We want to avoid building an operating system, but we also want to avoid the assumption that a browser is just one thing or one app. Instead we want to appreciate it as something in-between; more as a common core for a variety of rendering engines, apps and technologies. We can start to think of these capabilities as “libraries” or tools. To do this well involves ideas around package and dependency management. In Rust we have Crates and Cargo. Many other packages and systems each have their own package and dependency management. These are ideas that we are very used to in general. An app running environment doesn’t need to think of any one layout engine as “special” - it is just another thread that is running - based on some library - produced based on the users whim - and using certain resources such as the users interaction and screen.

4. Browsers working together

Ultimately we want to create a computational environment where millions of browsers can work together to help users solve their problems. These are services run by the users for the users - as a collective. Browsers can collaborate on developing a shared understanding of a website, pre-scanning it and digesting it and optimizing it for future page loads. Or even allowing social markup of websites - to correct errors in a website itself. There are all kinds of powers that you can have when you start to see the browsers together as a single computational fabric. To do that we need to enable browsers to durably run code received over the web in a safe trustworthy way. But the real power is when we start pointing our web browsers at the real world.

When you look towards the future where the web is part of a heads up display, where your browser is doing semantic partitioning and analysis of the world around you and where millions of other browsers are doing the same thing - then we see a significant inversion from today. It is the clients that are doing the sense making and sharing that knowledge with each other together.

In a persistent agent model the world becomes very different. A browser becomes a lens, like a smart car, that is aggregating, understanding, and acting on behalf of the user intelligently. It’s less about bringing up a browser to look up something, and more like the browser is part of the background fabric of your life.

5. Resolving competing agent views

Of course the famous dystopian view of the future of the web is one where these agents don’t cooperate, or where you don’t control them. See Hyper-Reality by Keiichi Matsuda.

We do believe some of this vision is true - that interfaces will start to blend with the real world, that there will be virtual actions or verbs attached to everyday objects, and that the browser as your user-agent will in some ways invert the current display architectures that we are used to.
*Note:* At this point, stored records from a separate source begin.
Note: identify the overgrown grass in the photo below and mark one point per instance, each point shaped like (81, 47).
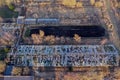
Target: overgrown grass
(6, 12)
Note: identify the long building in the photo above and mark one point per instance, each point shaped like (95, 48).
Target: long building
(66, 55)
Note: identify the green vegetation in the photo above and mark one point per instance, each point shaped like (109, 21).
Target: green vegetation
(11, 7)
(8, 12)
(3, 53)
(2, 67)
(27, 33)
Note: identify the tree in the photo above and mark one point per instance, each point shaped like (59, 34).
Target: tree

But this means competition for that one scarce resource - your attention. In a heads up world, with pass through vision rigs, where the browser is “in the world” rather than a distraction “from the world” we will likely see software agents need to work together to define what gets priority. Instead of each app rendering to a separate page your user agent will arbitrate and filter many apps attempting to render to the same view. We believe this will create new challenges for accessibility and for filtering and sense-making and that this needs to be explored.
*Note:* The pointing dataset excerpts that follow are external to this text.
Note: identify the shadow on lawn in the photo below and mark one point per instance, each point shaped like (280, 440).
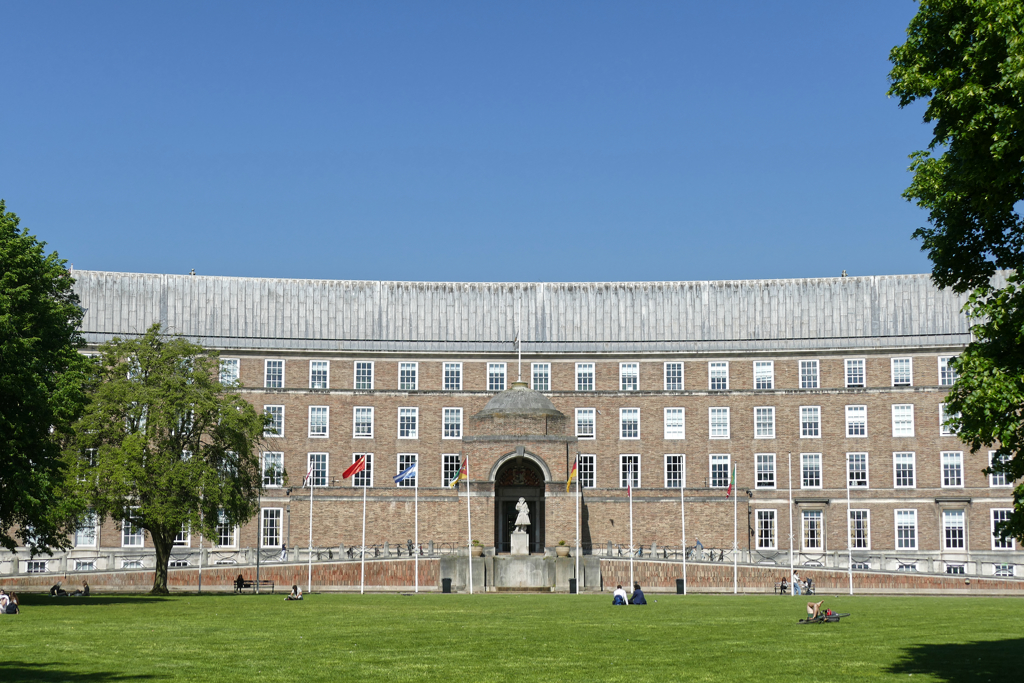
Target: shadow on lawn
(992, 659)
(28, 672)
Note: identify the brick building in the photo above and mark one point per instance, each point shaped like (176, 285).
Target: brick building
(817, 391)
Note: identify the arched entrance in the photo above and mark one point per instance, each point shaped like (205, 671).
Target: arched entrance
(518, 478)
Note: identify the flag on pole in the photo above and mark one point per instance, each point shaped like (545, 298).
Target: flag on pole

It’s worth noting that most 3d interactive content is in fact described in grammars that are not terribly different from HTML. They are often using some kind of directed acyclic graph - with nodes that describe the rendering behaviors - not unlike like a christmas tree decorated with ornaments. However, nobody has been able to successfully propose a single 3D grammar - the space of 3D is too rich and too full of possibilities for every 3d app to be represented using the same scheme. The grammar for Minecraft is utterly different than the grammar for Breath Of The Wild or say Daz3D. But - if we are going to have some kind of common lingua franca where apps are all contributing to one view of the world - we will need to find some trade language that all apps can agree to - at least when speaking to that shared view.